Kevin L. Kliesen is a business economist and Research officer at the Federal Reserve Bank of St. Louis. His main areas of interest are monetary and fiscal policy and macroeconomic forecasting. Kliesen co-developed the St. Louis Fed's Financial Stress Index with a former colleague. He initially went to college to be a farmer, but then fell in love with economics. Every spring and summer, he returns to his roots to try to make his plants and flowers thrive in the St. Louis summer. For more on Kliesen's work, see

Q. As the city of St. Louis turns 250, how well is it positioned in terms of employment growth? What are some of the opportunities out there for the area?

A. St. Louis is a service-based economy, much like the U.S. is as a whole. In the St. Louis metro area, the sectors with the largest growth rates are the education and health care sector, the professional and business services sector, and the financial activities sector.

Over the longer term, St. Louis is fairly well-positioned in terms of employment growth, given the area's concentration in health care, technology and financial services. The Bureau of Labor Statistics recently published employment projections for the next 10 years. The top two occupations when it comes to job growth are health-care related. Due to the aging of the baby boomers, there is more demand for health-care services. Also, as people get older and accumulate wealth, demand for financial services typically increases.

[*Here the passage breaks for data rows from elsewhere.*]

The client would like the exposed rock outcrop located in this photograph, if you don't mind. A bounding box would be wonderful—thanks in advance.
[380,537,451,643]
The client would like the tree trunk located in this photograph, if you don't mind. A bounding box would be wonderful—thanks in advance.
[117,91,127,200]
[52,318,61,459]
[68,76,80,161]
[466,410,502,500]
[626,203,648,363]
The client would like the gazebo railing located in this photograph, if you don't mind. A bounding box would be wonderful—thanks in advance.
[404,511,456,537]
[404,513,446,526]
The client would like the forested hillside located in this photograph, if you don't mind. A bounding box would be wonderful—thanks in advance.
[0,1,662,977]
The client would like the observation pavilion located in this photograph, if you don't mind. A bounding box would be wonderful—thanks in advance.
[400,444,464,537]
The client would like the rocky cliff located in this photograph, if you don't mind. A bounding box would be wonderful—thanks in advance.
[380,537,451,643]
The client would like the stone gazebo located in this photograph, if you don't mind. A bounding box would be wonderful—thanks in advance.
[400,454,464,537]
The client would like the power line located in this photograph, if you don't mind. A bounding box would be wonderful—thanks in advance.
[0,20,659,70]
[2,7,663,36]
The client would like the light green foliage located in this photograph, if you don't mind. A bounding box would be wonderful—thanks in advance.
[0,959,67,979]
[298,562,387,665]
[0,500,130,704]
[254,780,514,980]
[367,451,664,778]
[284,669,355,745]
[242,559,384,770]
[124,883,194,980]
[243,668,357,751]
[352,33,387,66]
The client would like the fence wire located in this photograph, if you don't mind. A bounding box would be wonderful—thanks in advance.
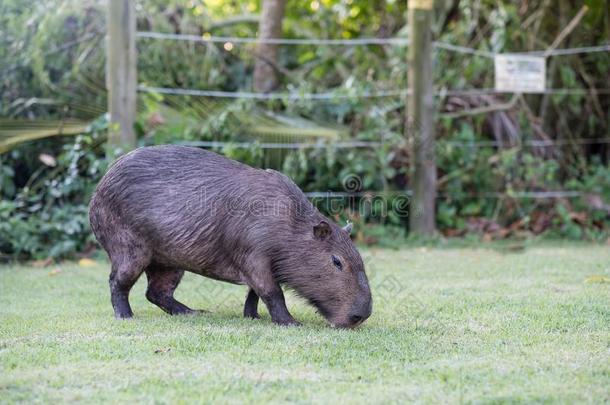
[304,190,586,199]
[139,85,610,100]
[178,138,610,150]
[137,30,610,58]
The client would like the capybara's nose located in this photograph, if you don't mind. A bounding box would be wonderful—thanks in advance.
[349,302,371,325]
[349,314,364,324]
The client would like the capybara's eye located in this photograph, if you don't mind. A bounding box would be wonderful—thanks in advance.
[331,255,343,270]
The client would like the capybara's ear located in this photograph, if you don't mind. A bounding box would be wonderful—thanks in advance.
[313,221,332,240]
[342,222,353,234]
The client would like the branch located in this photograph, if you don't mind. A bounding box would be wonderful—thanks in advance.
[439,94,518,119]
[545,5,589,55]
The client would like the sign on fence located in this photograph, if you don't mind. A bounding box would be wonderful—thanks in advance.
[495,54,546,93]
[409,0,433,9]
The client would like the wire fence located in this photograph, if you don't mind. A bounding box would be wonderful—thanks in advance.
[135,29,610,202]
[137,31,610,100]
[8,28,600,202]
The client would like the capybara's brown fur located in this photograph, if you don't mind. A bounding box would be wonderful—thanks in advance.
[89,145,372,327]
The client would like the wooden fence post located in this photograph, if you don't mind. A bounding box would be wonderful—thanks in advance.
[106,0,137,154]
[407,0,436,236]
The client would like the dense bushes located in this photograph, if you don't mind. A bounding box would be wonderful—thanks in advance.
[1,0,610,259]
[1,115,608,260]
[0,118,108,259]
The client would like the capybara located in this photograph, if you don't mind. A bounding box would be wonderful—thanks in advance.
[89,145,372,327]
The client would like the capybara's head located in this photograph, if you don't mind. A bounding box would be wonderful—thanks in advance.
[280,220,372,328]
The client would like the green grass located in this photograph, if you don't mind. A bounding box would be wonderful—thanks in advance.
[1,245,609,404]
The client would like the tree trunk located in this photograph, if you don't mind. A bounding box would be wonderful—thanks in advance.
[253,0,286,93]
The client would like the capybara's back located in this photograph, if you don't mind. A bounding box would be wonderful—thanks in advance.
[90,145,371,327]
[90,145,269,273]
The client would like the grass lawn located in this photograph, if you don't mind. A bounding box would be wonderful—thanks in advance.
[1,244,609,403]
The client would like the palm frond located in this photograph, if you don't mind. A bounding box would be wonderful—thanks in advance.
[0,119,89,153]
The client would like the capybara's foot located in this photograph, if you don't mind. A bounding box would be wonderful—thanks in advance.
[111,290,135,319]
[272,313,301,327]
[114,310,134,320]
[244,311,260,319]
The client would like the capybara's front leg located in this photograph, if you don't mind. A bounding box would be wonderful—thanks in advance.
[244,288,260,319]
[261,288,300,326]
[243,256,299,326]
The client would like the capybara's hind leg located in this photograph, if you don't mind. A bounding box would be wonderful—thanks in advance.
[109,259,146,319]
[107,232,150,319]
[145,267,197,315]
[243,288,260,319]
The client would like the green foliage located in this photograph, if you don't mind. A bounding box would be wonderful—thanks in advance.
[1,0,610,259]
[0,117,108,260]
[221,141,264,167]
[1,0,106,119]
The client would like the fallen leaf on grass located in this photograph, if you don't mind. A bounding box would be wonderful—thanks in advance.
[584,275,610,284]
[48,268,61,276]
[154,347,171,354]
[78,258,96,267]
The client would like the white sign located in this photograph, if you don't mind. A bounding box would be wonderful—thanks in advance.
[494,54,546,93]
[409,0,433,9]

Employment in manufacturing has been relatively flat recently. Many people believe that manufacturing has large spillovers to the local economy. However, recent research by Enrico Moretti, an economist at the University of California at Berkeley, shows that jobs in the innovation sector—such as computer companies and biotechnology firms—have a much higher multiplier effect.[1] Using data on 9 million workers in 320 U.S. metropolitan areas, Moretti found that the multiplier effect for the innovation sector is about three times as large as that of extractive industries and traditional manufacturing. In other words, the most important effect of high-tech companies on local economies is outside high tech. Additionally, because innovation jobs are typically higher paying, the service jobs that are created as spillovers pay more, too. St. Louis would benefit from more growth in this area. In this vein, recent entrepreneurial efforts in St. Louis at the so-called T-Rex new-firm incubator are promising.[2]